Thursday, January 27, 2011

SIMTask parallelism and ConLangs

Thought I'd post about two interesting things I've been looking at recently: running task parallel code using SIMD instructions and artificial human languages.

SIMTask Parallelism
First, while trying to make CSS layout engines ridiculously fast through hardware-oriented optimizations, I had the basic question: well, if it has multicore-friendly parallelism, why not SIMD-friendly parallelism? I wasn't sure how practical the question was, but as an academic experiment, it's a very interesting one about the nature of parallelism in 'real' hard-to-parallelize software (as opposed to, say, rendering and dense matrices). Looking at our task parallel formulation of CSS layout, we can say it's a combination of two patterns: a task-parallel decomposition roughly following the HTML tree, and a visitor pattern for dispatching different tasks based on the type of each tree node (paragraph, link, etc.). How do we use SIMD instructions for that?
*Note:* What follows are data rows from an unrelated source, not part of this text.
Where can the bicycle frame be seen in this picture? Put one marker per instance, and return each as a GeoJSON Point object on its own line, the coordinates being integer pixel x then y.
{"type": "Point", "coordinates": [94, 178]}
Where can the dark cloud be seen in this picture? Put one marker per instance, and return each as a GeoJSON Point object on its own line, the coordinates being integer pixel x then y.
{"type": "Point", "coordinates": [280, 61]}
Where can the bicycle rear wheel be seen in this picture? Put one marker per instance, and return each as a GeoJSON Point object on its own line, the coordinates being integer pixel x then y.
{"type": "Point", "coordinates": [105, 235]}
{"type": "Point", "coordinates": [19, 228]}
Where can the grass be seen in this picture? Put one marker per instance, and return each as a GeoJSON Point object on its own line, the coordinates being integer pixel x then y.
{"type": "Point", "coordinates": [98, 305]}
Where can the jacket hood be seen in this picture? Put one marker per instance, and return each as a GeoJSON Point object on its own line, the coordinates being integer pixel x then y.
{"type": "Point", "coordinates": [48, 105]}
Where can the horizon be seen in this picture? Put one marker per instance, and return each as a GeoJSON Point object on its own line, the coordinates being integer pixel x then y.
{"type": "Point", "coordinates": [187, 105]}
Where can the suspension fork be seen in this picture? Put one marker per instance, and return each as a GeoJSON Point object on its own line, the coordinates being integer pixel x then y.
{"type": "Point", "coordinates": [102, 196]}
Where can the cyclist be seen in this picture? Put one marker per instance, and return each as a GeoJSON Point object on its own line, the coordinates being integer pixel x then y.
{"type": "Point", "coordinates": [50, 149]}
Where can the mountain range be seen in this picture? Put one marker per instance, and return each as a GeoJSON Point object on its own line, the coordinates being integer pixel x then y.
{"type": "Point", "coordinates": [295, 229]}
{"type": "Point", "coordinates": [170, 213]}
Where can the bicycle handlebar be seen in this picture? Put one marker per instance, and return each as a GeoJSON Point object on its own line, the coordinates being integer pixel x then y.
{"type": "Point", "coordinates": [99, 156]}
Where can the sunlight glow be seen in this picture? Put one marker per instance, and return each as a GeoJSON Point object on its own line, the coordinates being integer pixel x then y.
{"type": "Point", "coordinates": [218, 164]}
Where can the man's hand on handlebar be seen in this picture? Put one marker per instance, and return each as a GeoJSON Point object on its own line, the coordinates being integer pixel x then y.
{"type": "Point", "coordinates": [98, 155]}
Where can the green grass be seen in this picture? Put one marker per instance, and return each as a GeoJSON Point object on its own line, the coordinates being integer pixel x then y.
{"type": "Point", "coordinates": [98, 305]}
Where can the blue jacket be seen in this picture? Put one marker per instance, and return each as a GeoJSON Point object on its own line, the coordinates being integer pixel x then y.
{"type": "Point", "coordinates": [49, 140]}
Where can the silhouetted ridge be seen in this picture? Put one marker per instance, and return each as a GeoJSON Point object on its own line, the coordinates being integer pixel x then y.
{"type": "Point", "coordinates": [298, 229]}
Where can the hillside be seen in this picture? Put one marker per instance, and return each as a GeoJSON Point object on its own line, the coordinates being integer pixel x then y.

Often, for SIMD instructions, we want something like basic reductions (e.g., scan operations): taking the sum of a list, max of a list. We don't see that a lot in webpages: you'll sum up the children in a node, but then do a lot of computation within the node (margin, padding, border, etc.). Even better for SIMD instructions are maps: add 10 to each width, divide every height by 3, etc. That sounds more close to what we want... except the visitor pattern thing: the data being computed on with the same instructions needs to be adjacent, but, unfortunately, if we look at the tree, different functions are being run on adjacent nodes!

Enter SIMTask parallelism. We can do some data mining on the tree to rearrange it in memory so that the same type of node is next to others of the same type. For example, we can collapse the webpage into a prefix tree and use that to have a different layout in memory: now the same types of nodes are next to each other physically. Because of the task parallelism (with some minor compiler trickery), we can actually run the code in this same rearranged order! For example, in a shopping cart, where each shopping cart item is a complicated subtree, but the subtrees are the same across items (just changing what picture, what text, etc.), all of the link nodes will be next to each other in memory, as will text, as will paragraph formatting, etc. SIMD instructions can be then used!

Anyways, we just submitted a fun vision paper about this. If you take a step back, what we're really saying is that task parallel code often isn't just good for multicores: with smarter frameworks and compilers, we can hope for exploiting some regularity in the task structure to get better memory effects (e.g., from flattening) and even potentially scale down the parallelism to use SIMD evaluation (including better branch prediction)! This is a big departure from current lightweight task parallel frameworks like Cilk/TBB, that, outside of some stack representation trickery, are really about lightweight runtimes and not heavy yet powerful code transformations.

Finally, if you're familiar with modern GPU architecture, this may sound familiar. Modern GPUs use something called a SIMThread model, which is somewhere between vector and threaded ones. Threads get bundled, and for the convergent threads in a bundle (i.e., branching the same way), you get parallel/vector execution. SIMThread = Same Instruction, Multiple Threads. SIMTasks are like that, but more software managed: SIMTasks are to SIMThreads as threads are to SIMThreads. Likewise, vectors < SIMThreads < threads, and reductions/scans < SIMTasks < tasks. Doing SIMTasks introduces a pretty interesting world of optimization; I did some neat tricks with memory layouts and even found opportunities for memoization across SIMTasks that you wouldn't get in normal tasks (in CSS, at least). If you haven't picked up on it now, SIMTask = Same Instruction, Multiple Tasks.

Should be able to put the paper out in a couple months either way. I'd like to report on the full results of the CSS side of things, but we didn't really fit that into this writeup and am not sure when we can (a bit more work to do, can use more automation, and deserves its own writeup -- maybe if we fit it into the Berkeley browser we'll be able to). Story of my life :)

ConLangs: Constructed Languages
A little more fun, I was browsing a bookstore and found a book about the rise of inventing languages: In the Land of Invented Languages. However, with maybe one exception, these weren't about languages for instructing computers: these are about languages for communicating between humans. We all know Esparanto and Klingon, and maybe even Hildegard's and Tolkein's (Tolkein made the elves' language, including their derivation, before the books!), but there have been symbol languages adopted for the deaf, and, even earlier, language invention was almost a gentleman's pursuit.

One was particularly fun: Laadan, a language from a woman's perspective. It stole a bit from Navajo, but apparently also has some novelties predicting some modern security and HCI research: for the grammar, terms are affixed both with emotion and source of authority!

I was really interested in the book as part of my "socio-PLT" kick (sociological approach to programming language theory): how is adopting Klingon or Logjam different from adopting brainfuck or Haskell?